Saturday, May 05, 2007

"We Turks are not Arabs, who are backward and primitive"

Turkey is experiencing internal conflict between an Islamist government and a largely secular, ultra-nationalist elite, who do not wish the basis of their power threatened by a new elite.
The AKP has thrown Turkey open to foreign investment. Last year almost $20 billion rolled in, twice the amount of the previous year. It has deregulated the economy; since the AKP took power, it has grown by a third. It has tamed inflation, stabilized the currency and presided over a jump in per-capita income from $2,598 in 2002 to $5,477 today. The state sector, controlled by the secular bureaucracy, has been reduced.

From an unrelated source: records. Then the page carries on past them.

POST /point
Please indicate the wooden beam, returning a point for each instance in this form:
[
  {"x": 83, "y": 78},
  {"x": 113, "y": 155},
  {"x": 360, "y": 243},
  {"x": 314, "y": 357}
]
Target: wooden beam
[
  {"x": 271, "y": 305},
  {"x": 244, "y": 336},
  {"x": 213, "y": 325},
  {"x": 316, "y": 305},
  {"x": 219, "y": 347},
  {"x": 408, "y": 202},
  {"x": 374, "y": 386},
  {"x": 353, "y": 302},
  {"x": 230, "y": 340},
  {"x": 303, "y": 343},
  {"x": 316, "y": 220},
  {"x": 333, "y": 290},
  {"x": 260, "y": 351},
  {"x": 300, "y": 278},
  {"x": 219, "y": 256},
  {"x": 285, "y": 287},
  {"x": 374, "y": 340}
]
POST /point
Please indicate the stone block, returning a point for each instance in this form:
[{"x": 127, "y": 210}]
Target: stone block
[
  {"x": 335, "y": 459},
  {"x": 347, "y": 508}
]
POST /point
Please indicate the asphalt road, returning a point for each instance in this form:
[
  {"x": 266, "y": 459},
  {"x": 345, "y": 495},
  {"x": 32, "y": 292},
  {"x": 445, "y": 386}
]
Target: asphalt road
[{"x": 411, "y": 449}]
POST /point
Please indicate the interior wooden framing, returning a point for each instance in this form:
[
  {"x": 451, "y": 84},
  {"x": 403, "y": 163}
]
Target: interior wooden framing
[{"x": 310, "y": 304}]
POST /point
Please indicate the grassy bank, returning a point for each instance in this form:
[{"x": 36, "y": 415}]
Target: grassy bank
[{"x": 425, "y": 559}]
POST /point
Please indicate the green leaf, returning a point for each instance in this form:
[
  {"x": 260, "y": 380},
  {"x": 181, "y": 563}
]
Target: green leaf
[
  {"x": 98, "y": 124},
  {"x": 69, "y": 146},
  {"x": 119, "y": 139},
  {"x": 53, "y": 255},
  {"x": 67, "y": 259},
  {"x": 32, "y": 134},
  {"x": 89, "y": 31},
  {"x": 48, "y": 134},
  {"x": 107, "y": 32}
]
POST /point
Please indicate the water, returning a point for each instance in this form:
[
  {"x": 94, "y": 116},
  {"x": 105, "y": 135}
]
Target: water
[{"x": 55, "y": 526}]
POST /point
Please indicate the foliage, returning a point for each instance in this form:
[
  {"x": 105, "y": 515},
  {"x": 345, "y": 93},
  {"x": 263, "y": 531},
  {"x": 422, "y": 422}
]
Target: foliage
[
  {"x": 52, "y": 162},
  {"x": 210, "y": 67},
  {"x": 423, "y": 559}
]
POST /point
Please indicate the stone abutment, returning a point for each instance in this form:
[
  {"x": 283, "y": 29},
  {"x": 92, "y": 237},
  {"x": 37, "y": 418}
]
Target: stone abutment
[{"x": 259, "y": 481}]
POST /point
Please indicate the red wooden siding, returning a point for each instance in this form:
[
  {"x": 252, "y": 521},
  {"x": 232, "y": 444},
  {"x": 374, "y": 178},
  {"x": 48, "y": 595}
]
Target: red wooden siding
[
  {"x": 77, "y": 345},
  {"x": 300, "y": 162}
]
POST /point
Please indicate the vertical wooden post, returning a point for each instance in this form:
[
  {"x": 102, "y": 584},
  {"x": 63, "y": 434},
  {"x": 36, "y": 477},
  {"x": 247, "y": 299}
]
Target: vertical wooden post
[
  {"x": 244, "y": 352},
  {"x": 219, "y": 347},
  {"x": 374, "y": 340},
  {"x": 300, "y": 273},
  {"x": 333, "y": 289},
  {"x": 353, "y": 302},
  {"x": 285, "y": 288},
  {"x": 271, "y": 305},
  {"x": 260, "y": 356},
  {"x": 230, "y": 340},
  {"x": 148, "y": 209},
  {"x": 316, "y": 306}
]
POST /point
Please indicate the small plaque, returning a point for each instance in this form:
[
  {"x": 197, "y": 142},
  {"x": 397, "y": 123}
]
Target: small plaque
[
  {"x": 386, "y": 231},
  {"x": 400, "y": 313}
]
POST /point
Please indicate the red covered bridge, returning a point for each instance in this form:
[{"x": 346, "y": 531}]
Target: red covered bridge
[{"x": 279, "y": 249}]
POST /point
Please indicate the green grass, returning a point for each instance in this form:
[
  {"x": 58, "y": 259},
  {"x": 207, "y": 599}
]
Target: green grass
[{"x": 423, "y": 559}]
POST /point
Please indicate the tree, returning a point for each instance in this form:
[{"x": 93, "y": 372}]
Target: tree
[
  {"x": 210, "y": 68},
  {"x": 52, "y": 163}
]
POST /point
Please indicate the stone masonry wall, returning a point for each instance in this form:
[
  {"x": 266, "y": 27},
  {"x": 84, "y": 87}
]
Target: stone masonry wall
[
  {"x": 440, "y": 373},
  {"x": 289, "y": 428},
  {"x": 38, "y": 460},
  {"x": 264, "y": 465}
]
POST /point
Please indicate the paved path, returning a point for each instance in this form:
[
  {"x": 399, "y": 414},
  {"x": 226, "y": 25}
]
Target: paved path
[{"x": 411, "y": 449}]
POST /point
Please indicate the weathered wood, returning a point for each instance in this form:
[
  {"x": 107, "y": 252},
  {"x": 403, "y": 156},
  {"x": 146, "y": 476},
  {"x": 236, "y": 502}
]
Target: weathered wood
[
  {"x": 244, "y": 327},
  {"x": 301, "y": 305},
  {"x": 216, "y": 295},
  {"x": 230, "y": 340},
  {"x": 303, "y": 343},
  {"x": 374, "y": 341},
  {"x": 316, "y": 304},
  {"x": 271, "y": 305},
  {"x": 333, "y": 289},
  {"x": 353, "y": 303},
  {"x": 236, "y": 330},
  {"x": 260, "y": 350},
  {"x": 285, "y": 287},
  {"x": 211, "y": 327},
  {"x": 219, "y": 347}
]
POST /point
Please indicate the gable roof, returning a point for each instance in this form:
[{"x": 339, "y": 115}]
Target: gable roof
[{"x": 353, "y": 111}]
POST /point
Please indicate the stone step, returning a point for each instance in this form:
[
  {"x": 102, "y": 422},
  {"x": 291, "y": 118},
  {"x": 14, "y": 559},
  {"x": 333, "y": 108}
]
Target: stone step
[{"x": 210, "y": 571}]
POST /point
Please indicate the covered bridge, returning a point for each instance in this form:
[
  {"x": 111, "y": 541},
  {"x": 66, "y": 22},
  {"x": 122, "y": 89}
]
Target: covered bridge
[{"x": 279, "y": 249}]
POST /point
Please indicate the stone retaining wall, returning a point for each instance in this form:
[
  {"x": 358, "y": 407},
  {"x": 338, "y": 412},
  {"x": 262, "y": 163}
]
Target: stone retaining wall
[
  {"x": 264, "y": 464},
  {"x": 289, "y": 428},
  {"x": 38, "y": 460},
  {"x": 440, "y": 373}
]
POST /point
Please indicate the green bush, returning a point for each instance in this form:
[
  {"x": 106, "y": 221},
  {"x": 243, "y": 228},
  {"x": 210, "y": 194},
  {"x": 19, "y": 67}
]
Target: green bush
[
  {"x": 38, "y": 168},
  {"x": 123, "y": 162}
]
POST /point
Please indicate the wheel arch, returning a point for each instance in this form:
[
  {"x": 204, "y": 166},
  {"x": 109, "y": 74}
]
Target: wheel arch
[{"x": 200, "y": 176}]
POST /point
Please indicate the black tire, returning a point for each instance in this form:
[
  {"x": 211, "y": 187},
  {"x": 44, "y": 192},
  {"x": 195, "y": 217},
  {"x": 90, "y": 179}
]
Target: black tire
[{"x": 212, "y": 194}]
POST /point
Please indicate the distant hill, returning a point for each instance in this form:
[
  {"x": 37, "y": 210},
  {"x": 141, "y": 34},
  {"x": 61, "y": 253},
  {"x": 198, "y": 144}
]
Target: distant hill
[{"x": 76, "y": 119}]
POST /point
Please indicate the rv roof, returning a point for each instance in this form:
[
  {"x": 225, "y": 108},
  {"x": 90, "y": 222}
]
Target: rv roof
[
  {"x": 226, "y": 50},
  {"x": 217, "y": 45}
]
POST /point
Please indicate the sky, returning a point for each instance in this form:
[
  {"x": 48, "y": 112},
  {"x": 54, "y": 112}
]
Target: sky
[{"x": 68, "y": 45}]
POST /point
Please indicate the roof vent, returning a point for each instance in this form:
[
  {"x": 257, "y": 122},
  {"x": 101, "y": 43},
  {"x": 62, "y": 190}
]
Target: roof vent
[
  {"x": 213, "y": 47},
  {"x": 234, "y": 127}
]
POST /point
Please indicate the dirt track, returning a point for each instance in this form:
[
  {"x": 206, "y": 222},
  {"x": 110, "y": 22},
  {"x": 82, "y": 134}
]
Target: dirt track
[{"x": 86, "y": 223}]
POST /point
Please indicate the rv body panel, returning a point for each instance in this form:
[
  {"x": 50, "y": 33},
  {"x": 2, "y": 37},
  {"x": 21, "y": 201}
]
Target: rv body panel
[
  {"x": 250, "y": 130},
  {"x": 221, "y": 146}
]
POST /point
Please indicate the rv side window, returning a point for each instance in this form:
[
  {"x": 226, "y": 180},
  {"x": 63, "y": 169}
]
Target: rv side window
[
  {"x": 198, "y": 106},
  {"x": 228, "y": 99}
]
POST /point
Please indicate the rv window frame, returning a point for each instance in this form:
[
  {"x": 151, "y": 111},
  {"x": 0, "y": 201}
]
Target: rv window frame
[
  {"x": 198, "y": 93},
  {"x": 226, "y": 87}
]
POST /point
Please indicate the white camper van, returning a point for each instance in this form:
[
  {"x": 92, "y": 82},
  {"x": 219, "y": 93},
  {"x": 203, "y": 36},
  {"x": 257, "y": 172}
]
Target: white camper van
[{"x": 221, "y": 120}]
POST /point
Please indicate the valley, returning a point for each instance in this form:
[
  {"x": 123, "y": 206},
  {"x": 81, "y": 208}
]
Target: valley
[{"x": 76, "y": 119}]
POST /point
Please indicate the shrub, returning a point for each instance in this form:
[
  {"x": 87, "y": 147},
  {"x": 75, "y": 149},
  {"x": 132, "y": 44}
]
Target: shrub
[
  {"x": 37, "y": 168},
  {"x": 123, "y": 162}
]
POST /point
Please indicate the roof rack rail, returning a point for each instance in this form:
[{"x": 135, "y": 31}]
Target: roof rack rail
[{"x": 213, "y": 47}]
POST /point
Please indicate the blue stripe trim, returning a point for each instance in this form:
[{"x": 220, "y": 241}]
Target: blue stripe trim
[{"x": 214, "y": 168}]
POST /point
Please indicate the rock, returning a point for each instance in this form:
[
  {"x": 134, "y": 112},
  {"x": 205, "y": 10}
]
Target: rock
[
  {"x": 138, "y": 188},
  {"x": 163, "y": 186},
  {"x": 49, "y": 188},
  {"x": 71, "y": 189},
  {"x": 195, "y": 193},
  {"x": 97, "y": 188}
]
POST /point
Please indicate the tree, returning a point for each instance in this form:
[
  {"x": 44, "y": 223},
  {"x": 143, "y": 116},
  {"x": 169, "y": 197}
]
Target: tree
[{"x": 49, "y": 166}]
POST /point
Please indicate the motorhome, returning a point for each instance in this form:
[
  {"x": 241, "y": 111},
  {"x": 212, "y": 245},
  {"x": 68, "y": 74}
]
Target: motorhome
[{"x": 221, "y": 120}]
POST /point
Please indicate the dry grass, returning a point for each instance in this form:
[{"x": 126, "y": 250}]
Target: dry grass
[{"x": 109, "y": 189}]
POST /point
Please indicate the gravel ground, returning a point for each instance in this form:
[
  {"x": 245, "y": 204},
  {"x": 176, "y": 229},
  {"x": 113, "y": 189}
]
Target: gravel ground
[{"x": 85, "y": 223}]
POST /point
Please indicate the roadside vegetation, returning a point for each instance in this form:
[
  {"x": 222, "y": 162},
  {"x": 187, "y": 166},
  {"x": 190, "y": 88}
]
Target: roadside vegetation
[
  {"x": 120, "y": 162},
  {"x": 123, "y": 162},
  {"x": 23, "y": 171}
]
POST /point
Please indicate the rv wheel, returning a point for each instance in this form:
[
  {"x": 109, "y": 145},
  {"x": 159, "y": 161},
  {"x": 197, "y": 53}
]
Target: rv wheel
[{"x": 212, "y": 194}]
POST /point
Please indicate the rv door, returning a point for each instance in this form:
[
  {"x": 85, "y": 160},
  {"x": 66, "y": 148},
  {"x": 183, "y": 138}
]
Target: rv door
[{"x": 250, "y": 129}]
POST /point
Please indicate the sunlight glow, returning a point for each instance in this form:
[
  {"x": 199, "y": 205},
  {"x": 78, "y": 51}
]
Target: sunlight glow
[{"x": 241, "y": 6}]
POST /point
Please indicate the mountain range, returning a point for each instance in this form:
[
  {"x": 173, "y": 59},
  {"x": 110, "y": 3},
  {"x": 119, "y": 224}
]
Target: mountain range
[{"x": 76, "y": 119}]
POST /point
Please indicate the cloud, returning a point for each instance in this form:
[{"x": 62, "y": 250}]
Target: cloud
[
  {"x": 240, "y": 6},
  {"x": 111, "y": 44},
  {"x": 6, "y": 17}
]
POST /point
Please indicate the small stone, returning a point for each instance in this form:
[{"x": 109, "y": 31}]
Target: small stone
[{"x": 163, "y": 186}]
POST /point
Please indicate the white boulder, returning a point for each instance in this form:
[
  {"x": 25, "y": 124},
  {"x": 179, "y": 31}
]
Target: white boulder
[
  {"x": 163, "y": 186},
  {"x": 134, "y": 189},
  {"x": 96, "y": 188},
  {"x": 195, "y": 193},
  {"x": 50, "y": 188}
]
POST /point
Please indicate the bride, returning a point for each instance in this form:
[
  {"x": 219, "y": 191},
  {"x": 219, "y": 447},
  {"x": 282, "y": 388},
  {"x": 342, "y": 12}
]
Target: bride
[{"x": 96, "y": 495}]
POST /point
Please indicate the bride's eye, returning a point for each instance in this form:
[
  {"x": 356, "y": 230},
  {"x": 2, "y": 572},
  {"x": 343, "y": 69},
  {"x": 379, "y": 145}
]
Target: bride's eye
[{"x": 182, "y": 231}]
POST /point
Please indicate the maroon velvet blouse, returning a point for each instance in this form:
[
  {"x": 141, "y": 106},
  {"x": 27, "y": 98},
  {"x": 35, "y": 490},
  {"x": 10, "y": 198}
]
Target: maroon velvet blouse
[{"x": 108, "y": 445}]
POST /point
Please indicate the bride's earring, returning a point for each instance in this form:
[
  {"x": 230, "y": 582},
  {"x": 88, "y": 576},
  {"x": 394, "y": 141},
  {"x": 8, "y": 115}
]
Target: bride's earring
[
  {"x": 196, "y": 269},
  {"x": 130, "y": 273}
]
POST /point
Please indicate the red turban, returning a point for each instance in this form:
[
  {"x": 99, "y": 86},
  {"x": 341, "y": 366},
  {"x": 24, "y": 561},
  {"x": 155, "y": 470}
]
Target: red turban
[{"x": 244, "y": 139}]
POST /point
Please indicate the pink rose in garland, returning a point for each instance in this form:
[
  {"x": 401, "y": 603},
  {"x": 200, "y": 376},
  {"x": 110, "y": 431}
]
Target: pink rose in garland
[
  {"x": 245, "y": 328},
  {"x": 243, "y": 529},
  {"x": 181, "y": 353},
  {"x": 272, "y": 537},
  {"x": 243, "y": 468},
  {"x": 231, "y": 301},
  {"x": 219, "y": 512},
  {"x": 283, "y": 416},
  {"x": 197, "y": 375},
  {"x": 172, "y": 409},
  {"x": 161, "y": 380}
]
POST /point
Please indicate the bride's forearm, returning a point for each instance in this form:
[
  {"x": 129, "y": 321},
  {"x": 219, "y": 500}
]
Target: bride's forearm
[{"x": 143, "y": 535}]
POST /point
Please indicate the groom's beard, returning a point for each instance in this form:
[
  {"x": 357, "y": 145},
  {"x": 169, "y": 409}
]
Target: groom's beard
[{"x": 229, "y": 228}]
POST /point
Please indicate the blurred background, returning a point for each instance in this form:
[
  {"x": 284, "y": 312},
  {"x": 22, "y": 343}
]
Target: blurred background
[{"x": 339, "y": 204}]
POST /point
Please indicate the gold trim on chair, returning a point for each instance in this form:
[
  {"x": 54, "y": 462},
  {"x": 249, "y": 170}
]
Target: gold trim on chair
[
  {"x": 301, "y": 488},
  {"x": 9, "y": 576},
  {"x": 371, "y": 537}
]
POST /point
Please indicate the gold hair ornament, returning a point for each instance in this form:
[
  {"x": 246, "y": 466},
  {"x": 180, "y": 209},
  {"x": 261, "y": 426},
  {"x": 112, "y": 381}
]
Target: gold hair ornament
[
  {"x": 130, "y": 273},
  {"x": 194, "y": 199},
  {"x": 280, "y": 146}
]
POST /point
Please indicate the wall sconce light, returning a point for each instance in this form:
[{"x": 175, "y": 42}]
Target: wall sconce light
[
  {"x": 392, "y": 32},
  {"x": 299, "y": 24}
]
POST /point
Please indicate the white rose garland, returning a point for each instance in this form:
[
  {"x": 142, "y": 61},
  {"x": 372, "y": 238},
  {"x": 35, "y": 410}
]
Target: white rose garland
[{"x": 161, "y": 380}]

Margaret Thatcher would not have disapproved.

The AKP was in fact elected in large part because previous secular governments had for so long, and so badly, mismanaged the economy -- before the last election, a huge banking scandal wiped out Turkish savings and sparked a complete economic collapse.

A casual observer might also expect that because the Turkish protesters are enemies of Islamic extremism, they are friends of the United States. Not so. The secularists here are if anything more hostile to the West than the AKP. (They are often just as anti-Semitic, too.) Many secularist legislators voted in 2003 to deny U.S. forces the right to pass through Turkey on their way to invade Iraq. At the recent rallies in Ankara and Istanbul, protesters held up signs denouncing "ABD-ullah Gul." This is an anti-American pun: The letters "ABD" stand for "USA" in Turkish. U.S. camera crews were abused with chants of "Go home, CIA spies." One particularly lunatic nationalist, Ergun Poyraz, has just published a book claiming that Erdogan is really an undercover Jew who is collaborating with the Mossad to destroy Turkish secularism.

Finally, it is the AKP, not the secular establishment, that is plumping for Turkey's entry into the European Union. The nationalists fear that the union will interfere with their war against Turkey's restive Kurdish separatists. The European Commission has issued a stern warning to the Turkish military: Stay out of politics or it will hurt your E.U. bid. Some threat. If you don't stop eating that ice cream, you won't get any spinach.
Source

So it seems that domestic Turkish politics may be as complex as politics in many European countries. The secularists may be the biggest military threat to the region, while the islamists may be the most likely to tone down the regional belligerence of the Ottoman.

Turks are certainly not arabs--not as typically tradition-bound and tribally reflexive in thinking and action. But Turks are divided, and cannot be seen through traditional European lenses. The best course is simply to observe, and to encourage any signs of economic and cultural liberalisation.